Os leitores de Kant puderam aprender tudo isso em seu livro dois séculos atrás. O mundo, contudo, mal prestou atenção. Parece que, em vez de escutar atentamente seus filósofos, sem falar em seguir suas advertências, prefere homenageá-los com placas. Os filósofos podem ter sido os principais heróis do drama lírico do Iluminismo, mas a tragédia épica pós-iluminista quase apagou suas falas. Preocupado em arranjar o casamento das nações com os Estados, dos Estados com a soberania e desta com territórios cercados por fronteiras estritamente fechadas e diligentemente controladas, o mundo parecia perseguir um horizonte bem diferente daquele traçado por Kant. Durante 200 anos, o mundo se ocupou em fazer do controle dos movimentos dos seres humanos uma prerrogativa exclusiva dos poderes estatais, em erigir barreiras àqueles que não era possível controlar e em lotá-las de guardas atentos e fortemente armados. Passaportes, vistos de entrada e saída, alfândegas e controles de imigração foram invenções originais da moderna arte de governar.

O advento do Estado moderno coincidiu com a emergência das "pessoas sem Estado", os sans papiers, e da idéia de unwertes Leben, a reencarnação mais recente (5) da antiga instituição do homo sacer. Derradeira personificação do direito soberano de descartar e excluir qualquer ser humano que tenha sido lançado além dos limites das leis humanas e divinas, e de transformá-lo num ser a que as leis não se aplicam e cuja destruição não acarreta punições, despida que é de qualquer significado ético ou religioso.

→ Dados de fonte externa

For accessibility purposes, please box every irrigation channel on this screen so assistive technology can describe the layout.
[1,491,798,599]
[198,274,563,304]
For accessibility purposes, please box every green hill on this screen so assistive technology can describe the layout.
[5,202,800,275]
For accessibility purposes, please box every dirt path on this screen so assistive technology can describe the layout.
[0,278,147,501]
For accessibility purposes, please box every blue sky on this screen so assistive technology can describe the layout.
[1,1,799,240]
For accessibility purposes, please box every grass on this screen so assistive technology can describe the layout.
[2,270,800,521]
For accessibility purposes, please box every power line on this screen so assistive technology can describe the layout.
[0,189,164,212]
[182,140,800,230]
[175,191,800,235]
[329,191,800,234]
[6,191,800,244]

A derradeira sanção do poder soberano moderno resultou no direito de exclusão da humanidade.
Poucos anos depois de Kant ter publicado suas conclusões, surgiu outro documento, mais curto, que teria, nos dois séculos de história seguintes, bem como nas mentes de seus principais atores, um peso muito maior que o livrinho do filósofo. Era a Déclaration des Droits de L'Homme e du Citoyen, em relação à qual Giorgio Agamben observaria, com o benefício de uma perspectiva de 200 anos, não estar claro se "os dois termos [homem e cidadão] deveriam identificar duas realidades distintas" ou se, em vez disso, o primeiro deles sempre quis dizer "já contido no segundo" (6) - ou seja, o portador dos direitos era o homem que também fosse (ou na medida em que fosse) um cidadão.

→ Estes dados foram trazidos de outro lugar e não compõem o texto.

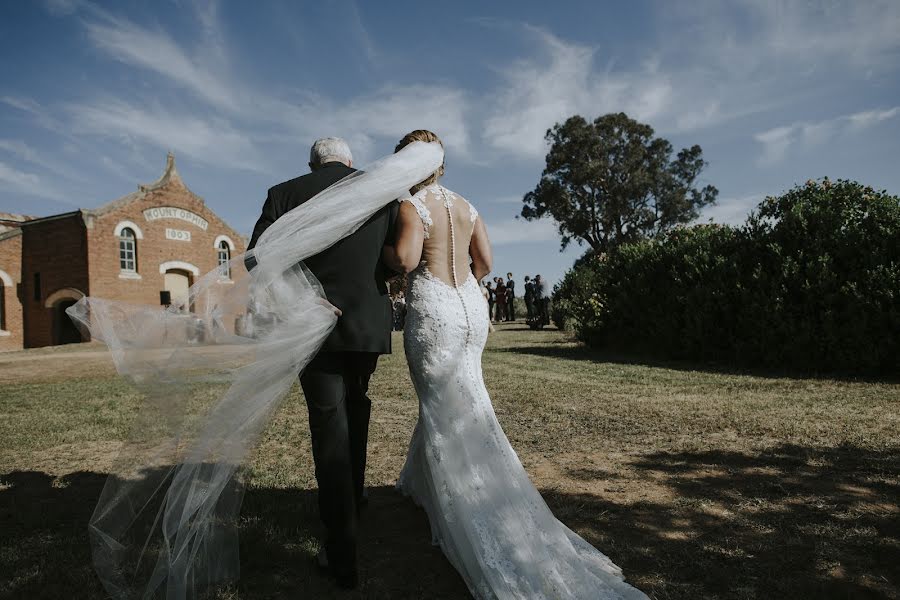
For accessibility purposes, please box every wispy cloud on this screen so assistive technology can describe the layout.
[489,195,525,205]
[701,192,763,226]
[480,2,900,162]
[483,26,671,159]
[69,5,473,165]
[651,1,900,132]
[0,139,88,182]
[83,12,241,113]
[346,0,378,66]
[754,106,900,164]
[486,216,558,245]
[1,96,69,135]
[67,99,269,172]
[0,161,69,202]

Essa falta de clareza, com todas as suas conseqüências repulsivas, fora observada antes por Hannah Arendt num mundo que rapidamente se enchia de "pessoas deslocadas". Ela relembrou a antiga premonição de Edmund Burke, genuinamente profética, de que o maior perigo para a humanidade era a abstrata nudez de "não ser nada além de humana" (7). "Os direitos humanos", como Burke observou, eram uma abstração, e os seres humanos não poderiam esperar que eles garantissem muita proteção, a menos que essa abstração fosse preenchida com a substância em que consistiam os direitos dos ingleses ou franceses. "O mundo nada descobriu de sagrado na abstrata nudez do ser humano", como Arendt resumiu a experiência dos anos que se seguiram às observações de Burke. "Os direitos do homem, supostamente inalienáveis, mostraram-se inaplicáveis ... onde quer que tenham aparecido pessoas que não eram mais cidadãs de algum Estado soberano." (8)

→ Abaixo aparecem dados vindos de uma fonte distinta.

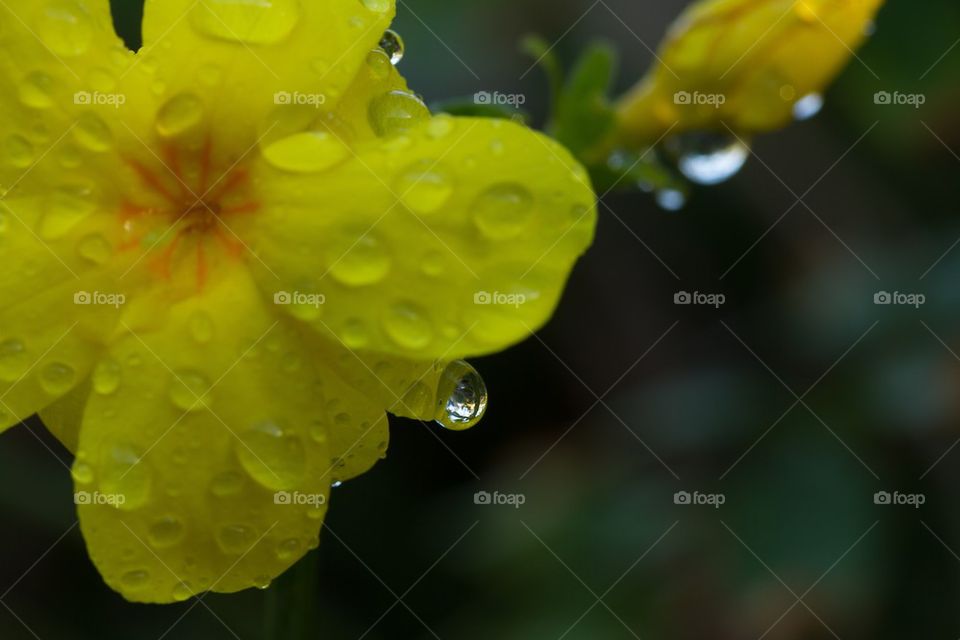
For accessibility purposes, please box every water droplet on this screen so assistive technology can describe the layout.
[368,90,429,136]
[655,188,687,211]
[210,471,244,497]
[253,575,272,589]
[216,523,256,554]
[120,569,151,590]
[434,361,487,430]
[328,232,391,286]
[236,421,307,490]
[156,93,203,137]
[276,538,302,560]
[0,339,29,383]
[39,362,75,395]
[39,185,96,240]
[99,443,151,510]
[792,93,824,121]
[92,358,122,395]
[341,319,370,349]
[360,0,390,13]
[4,135,34,168]
[74,113,113,152]
[149,515,185,548]
[168,370,211,412]
[71,461,94,484]
[77,233,112,264]
[383,302,433,350]
[378,29,404,65]
[19,72,55,109]
[663,132,749,186]
[471,183,535,239]
[396,160,453,214]
[262,131,349,173]
[172,582,193,602]
[366,50,392,80]
[191,0,301,45]
[38,3,93,57]
[426,116,454,139]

Com efeito, pessoas dotadas de "direitos humanos", mas nada além disso — sem outros direitos, mais defensáveis porque institucionalmente enraizados, para conter e manter no lugar os direitos "humanos" —, não podiam ser encontradas em lugar algum e eram, para todos os fins práticos, inimagináveis. Obviamente, era necessária uma puissance, potenza, might ou Macht (9) essencialmente social para endossar a humanidade dos seres humanos. E por toda a era moderna essa "potência" veio a
ser, invariavelmente, aquela que traçou a fronteira entre humano e inumano, disfarçada, nos tempos modernos, na que divide cidadãos e estrangeiros. Nesta terra fatiada em Estados soberanos, os sem-teto são também sem-direitos, e sofrem, não por não serem iguais perante a lei, mas porque não existe lei que se aplique a eles e nas quais possam se pautar, ou a cuja proteção possam recorrer, em seus protestos contra a rigorosa condição a que foram submetidos.

Em seu ensaio sobre Karl Jaspers, escrito alguns anos depois de As origens do totalitarismo, Hannah Arendt observava que, embora para todas as gerações precedentes a "humanidade" tivesse sido apenas um conceito ou ideal (podemos acrescentar: um postulado filosófico, um sonho de humanistas, por vezes um grito de guerra, mas dificilmente um princípio organizador da ação política), ela havia "se tornado algo dotado de uma realidade urgente" (10). Transformara-se em um assunto de extrema urgência porque o impacto do Ocidente tinha não apenas saturado o restante do mundo com os produtos de seu desenvolvimento tecnológico, mas também exportado "seus processos de desintegração" — entre eles a ruptura das crenças religiosas e metafísicas. Os avanços espantosos das ciências naturais e a ascensão do Estado-nação como praticamente a única forma de governo apresentada de modo mais proeminente. Forças que tinham precisado de séculos para "minar as antigas crenças e formas de vida política" no Ocidente "levaram apenas algumas décadas para derrubá-las... em todas as outras partes do mundo".

Esse tipo de unificação, assinala Arendt, não poderia senão produzir um tipo "inteiramente negativo" de "solidariedade do gênero humano". Cada parte da população humana sobre a terra é tornada vulnerável por todas as outras e cada uma delas. Trata-se, podemos dizer, de uma "solidariedade" de perigos, riscos e temores. Na maior parte do tempo e para a maioria das pessoas, a "unidade do planeta" se resume ao horror diante de ameaças geradas ou incubadas em lugares distantes num mundo "em ampliação, mas fora do alcance".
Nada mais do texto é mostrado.